In the third part of this exercise I'm going to focus on an issue related to just a few lines of code, that is quite interesting: partly because it involves a minor quirk in Java 8, partly because the understanding of it and its work-around is a good way to deepen the comprehension of lambdas.
Before moving to the main topic, there are a few things to say. First, I have to mention that the source code underwent a slight refactoring, in which:
- I encapsulated everything related to progress tracking into a separate
ProgressTracker
class. - I turned some methods in the
Main
class from static to regular instance method - this means that nowMain
is instantiated before being executed. - I also renamed the package, but this is just a cosmetic thing.
There could be many things to say about this transformation, which converts the original, functional “look” into something traditionally object-oriented.

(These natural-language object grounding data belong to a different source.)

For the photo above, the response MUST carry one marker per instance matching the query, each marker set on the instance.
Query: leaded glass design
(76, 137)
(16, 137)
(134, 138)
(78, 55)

But the scope of SolidBlue2, so far, is so simple that there is not enough context to make serious considerations about this topic.
Second, the scanning of the filesystem has been improved with a try-with-resources:
try (final Stream<Path> s = Files.walk(targetPath, FOLLOW_LINKS)) { final Map<String, String> storage = s.filter(Main::matchesExtension) .peek(progressTracker::notifyDiscoveredFile) .collect(toList()) .stream() .collect(toMap(p -> p.getFileName().toString(), p -> computeFingerprint(p, "MD5"), (v1, v2) -> v2)); store(targetPath, storage); }
Stream
, actually, has got a close()
method. When the Stream
source is in
memory there's no need to close it, as the memory resources are handled by the Garbage Collector as usual. But
when the source opens some system resources (such as sockets or files), the Stream
should be
explicitly closed. SolidBlue2 is currently a tiny command line application that terminates after the scan, so this
aspect is not relevant now; but since it is going to become a full-fledged application with its own user
interface, it's better to properly handled the thing before I forget. The best way to do that is to use
try-with-resources, since Stream
implements AutoCloseable
.
Ok. Now we can focus on the main theme of this post. Let's look at the method that stores data into a file:
private void store (final Path targetPath, final Map<String, String> storage) throws IOException { final Path folder = targetPath.resolve(".it.tidalwave.solidblue2"); final Path file = folder.resolve("fingerprints-j8.txt"); Files.createDirectories(folder); log.info("Storing results into {} ...", file); try (final PrintWriter w = new PrintWriter(Files.newBufferedWriter(file, Charset.forName("UTF-8")))) { storage.entrySet().stream() .sorted(comparing(Entry::getKey)) .forEach(e -> w.printf("MD5(%s)=%s\n", e.getKey(), e.getValue())); } }
While the code is fine and it's also robust, as it uses try-with-resources, one might ask whether Java 8 offers a
less verbose way to do a simple operation such as writing some strings into a file. The verbosity related to BufferedWriter
and PrintWriter
is the thing I'm aiming at. In Java 8, actually, the Files
class has
been augmented with a couple of methods (I'm omitting some non relevant stuff):
public final class Files { public static Stream<String> lines (Path path) throws IOException;
public static Path write (Path path, Iterable<? extends CharSequence> iterable) throws IOException;
... }
They are pretty useful as they encapsulate all the technicalities about opening and closing a file and provide a good abstraction that only focuses on the data to be read and written. Thus one might be induced to write something such as:
Files.write(file, storage.entrySet().stream() .sorted(comparing(Entry::getKey)) .map(e -> String.format("MD5(%s)=%s", e.getKey(), e.getValue())), Charset.forName("UTF-8"));
Unfortunately this fails in compilation, because Stream<T>
doesn't extend Iterable<T>
.
This is pretty curious, since Stream<T>
does provide indeed a public Iterator<T>
iterator()
method (as well as another couple of methods defined in Iterable
). The thing has been already
debated at StackOverflow, where one of the answers was more or less “the thing is deliberate, because
programmers are used to the fact that they can call iterator()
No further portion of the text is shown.